Introduction
p. 31-32
Texte intégral
1La plupart des critiques modernes, lorsqu’ils parlent d’une tragédie galante qui aurait existé dans les vingt années qui ont suivi la Fronde, déclarent avoir recours à des outils endogènes, jugements formulés par les contemporains eux-mêmes. De fait, il est vrai que les témoignages condamnant la galanterie dans le théâtre tragique se multiplient vers 1660. Pourtant, à bien y regarder, ces jugements non seulement sont tous hostiles à la galanterie (on n’a donc que le point de vue des détracteurs) mais encore ne sont pas exactement contemporains du phénomène : quand la galanterie s’immisce dans le théâtre tragique dès la rénovation de la tragédie, sa critique ne surgit que quelque vingt ans plus tard.
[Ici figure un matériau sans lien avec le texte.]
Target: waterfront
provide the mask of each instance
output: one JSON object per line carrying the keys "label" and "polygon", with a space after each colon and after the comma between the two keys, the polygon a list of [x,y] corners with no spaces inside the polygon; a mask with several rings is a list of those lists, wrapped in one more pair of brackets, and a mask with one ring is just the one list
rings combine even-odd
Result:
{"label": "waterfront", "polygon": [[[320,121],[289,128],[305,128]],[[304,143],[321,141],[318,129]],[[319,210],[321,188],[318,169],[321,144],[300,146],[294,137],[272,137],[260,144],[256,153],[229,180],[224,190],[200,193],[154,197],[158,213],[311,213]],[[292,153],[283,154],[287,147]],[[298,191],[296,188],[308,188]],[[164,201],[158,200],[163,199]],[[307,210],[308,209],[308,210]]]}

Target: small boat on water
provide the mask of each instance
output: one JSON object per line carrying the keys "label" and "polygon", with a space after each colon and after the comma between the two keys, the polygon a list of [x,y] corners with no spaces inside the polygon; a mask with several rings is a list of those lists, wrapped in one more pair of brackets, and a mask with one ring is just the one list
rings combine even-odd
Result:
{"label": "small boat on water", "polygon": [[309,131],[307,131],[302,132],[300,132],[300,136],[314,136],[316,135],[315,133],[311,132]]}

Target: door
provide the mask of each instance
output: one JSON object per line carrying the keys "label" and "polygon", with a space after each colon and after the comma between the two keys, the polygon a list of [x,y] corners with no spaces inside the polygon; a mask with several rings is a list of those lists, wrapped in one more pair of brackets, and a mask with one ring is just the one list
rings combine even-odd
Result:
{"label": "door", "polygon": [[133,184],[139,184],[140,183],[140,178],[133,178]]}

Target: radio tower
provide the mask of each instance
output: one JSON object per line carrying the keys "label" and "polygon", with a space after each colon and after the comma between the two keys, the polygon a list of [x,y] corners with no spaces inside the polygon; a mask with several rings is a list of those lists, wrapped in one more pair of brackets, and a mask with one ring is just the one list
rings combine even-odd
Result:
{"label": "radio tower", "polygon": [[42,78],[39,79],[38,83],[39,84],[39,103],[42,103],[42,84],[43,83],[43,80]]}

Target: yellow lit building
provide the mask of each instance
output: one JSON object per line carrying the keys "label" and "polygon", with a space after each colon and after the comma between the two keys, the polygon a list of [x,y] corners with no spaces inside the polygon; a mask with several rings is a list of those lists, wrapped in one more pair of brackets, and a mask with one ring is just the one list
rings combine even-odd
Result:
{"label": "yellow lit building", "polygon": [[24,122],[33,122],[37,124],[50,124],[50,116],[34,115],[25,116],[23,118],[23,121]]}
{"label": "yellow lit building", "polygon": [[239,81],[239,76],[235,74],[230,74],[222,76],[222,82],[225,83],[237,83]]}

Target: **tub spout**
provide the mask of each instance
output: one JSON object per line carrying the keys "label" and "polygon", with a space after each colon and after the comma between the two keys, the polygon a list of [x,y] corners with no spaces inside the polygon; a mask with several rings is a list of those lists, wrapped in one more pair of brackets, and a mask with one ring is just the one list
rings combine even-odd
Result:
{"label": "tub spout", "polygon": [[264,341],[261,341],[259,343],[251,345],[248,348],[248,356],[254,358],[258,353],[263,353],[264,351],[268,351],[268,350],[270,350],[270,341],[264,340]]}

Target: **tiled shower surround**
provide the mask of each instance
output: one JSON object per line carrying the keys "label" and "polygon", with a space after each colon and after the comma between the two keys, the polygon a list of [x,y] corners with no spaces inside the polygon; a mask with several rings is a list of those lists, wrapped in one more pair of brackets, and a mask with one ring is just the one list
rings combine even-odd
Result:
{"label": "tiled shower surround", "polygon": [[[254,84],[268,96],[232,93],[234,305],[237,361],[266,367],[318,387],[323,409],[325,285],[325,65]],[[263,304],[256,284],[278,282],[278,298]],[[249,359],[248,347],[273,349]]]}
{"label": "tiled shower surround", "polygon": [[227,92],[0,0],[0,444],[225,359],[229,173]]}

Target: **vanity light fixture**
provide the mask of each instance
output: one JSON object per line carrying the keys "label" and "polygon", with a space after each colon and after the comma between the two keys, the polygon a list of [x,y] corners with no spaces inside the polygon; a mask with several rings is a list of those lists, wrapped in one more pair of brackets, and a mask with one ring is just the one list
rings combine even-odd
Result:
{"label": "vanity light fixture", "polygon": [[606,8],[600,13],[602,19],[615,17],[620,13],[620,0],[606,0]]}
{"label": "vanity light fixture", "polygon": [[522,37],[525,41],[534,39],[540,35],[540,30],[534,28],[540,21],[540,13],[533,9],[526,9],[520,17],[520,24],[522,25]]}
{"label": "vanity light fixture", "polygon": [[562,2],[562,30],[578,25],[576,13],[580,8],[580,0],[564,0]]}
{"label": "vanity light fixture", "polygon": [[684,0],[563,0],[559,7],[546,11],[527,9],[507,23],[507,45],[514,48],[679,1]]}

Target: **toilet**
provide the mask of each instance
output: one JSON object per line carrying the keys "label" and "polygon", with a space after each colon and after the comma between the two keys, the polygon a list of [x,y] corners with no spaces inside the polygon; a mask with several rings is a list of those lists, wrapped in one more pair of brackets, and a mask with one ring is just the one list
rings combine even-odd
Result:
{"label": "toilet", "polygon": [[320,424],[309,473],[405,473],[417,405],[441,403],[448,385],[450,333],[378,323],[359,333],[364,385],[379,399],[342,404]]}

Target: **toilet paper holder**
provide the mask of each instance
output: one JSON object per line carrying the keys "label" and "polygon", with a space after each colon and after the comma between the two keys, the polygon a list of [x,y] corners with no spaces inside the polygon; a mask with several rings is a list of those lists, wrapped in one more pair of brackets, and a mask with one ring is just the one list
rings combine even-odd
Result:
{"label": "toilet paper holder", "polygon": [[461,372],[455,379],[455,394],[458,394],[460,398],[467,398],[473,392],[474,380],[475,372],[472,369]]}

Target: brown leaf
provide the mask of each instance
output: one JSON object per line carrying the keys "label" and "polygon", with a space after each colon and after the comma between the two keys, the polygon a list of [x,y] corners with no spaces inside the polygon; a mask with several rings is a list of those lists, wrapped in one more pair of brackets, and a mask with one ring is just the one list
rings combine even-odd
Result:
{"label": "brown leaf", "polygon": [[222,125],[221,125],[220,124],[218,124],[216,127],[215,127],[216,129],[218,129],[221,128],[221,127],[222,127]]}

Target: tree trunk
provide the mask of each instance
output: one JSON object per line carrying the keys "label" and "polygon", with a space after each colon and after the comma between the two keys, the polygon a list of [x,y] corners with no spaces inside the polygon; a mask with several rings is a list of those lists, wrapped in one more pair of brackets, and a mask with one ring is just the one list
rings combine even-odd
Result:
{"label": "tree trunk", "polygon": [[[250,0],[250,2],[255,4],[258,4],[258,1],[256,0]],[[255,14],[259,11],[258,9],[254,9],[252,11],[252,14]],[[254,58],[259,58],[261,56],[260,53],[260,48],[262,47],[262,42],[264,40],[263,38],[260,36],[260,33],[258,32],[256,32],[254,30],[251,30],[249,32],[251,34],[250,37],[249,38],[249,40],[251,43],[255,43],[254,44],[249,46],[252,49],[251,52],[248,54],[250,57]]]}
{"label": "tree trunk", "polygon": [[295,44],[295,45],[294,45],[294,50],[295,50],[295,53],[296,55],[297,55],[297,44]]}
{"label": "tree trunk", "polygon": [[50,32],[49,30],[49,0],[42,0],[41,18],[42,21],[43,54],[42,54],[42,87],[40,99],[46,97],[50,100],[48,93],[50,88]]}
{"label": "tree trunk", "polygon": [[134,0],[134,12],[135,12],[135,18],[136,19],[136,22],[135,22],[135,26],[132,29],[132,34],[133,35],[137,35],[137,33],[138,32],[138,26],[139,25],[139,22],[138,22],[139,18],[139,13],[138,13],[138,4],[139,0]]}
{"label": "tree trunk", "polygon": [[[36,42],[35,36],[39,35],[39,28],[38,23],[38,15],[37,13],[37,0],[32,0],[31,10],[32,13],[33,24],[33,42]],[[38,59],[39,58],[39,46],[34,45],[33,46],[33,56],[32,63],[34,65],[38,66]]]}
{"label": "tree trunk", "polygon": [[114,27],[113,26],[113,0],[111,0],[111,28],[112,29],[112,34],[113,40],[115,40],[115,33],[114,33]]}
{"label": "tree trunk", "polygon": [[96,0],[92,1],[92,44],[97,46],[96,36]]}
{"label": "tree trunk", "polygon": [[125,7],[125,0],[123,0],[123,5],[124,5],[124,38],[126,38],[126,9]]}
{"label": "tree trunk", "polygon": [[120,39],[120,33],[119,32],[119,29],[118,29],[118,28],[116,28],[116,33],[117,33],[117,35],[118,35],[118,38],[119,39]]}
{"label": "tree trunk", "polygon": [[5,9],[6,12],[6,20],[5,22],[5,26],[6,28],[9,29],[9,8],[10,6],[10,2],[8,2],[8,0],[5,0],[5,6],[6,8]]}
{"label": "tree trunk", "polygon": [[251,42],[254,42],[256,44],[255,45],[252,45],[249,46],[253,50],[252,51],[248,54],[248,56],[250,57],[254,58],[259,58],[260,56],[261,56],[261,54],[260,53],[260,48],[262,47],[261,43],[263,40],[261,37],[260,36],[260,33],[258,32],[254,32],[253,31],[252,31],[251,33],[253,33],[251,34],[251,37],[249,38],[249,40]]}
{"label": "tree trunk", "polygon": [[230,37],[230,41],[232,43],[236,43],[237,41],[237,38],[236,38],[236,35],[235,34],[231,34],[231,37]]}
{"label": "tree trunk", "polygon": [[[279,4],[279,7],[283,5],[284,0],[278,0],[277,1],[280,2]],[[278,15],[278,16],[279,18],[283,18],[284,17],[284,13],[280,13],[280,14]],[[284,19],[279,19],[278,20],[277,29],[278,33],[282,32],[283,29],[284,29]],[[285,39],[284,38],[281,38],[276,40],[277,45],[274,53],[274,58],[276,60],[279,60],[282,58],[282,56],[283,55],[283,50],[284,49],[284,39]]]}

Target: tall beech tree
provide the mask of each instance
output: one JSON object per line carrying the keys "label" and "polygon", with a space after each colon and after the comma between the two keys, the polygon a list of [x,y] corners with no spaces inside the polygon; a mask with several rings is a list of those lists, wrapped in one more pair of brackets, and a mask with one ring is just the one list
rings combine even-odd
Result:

C’est ce décalage chronologique entre le moment où la galanterie gagne le théâtre tragique (vers 1634-1640) et la critique du phénomène (à partir de 1660) qui est à l’origine du mythe d’une tragédie qui deviendrait galante vers 1660.
2Plus précisément, dans quelles décennies et autour de quels griefs le réquisitoire contre la galanterie, socle de ce mythe, s’élabore-t-il ? Plutôt que d’examiner dans une perspective strictement chronologique les apports de chaque décennie au réquisitoire, depuis 1660 jusqu’au début du xviii e siècle (cette perspective chronologique figurant néanmoins en conclusion de la partie i), nous nous proposons de regrouper les griefs mis en avant par des auteurs qui écrivent parfois avec vingt ans d’écart, afin de mettre en relief les différentes présentations qui sont faites d’un même reproche. Il se trouve que les griefs à l’encontre de la galanterie sont au nombre de trois, touchant les « mœurs » des personnages, la conduite de la fable et la moralité du spectacle. Au plan des « mœurs » du personnage, ce que nous pourrions nommer le modèle galant est critiqué en ce qu’il est peu apte à peindre des héros ayant toute la majesté tragique : il conduirait largement à montrer des personnages qui ressemblent outrageusement à des héros de roman. Au plan de la conduite de l’intrigue, la création d’un épisode amoureux, pratique courante depuis les années 1640, est contestée au nom de sa froideur (l’épisode amoureux serait inintéressant) et de sa luxuriance (il encombrerait inutilement la trame de l’action principale). Enfin, au plan de la moralité, la présence de la passion amoureuse nuirait à la moralité du spectacle. Le modèle galant selon ses détracteurs pécherait donc autant sous l’angle de la poétique que sous celui de la moralité.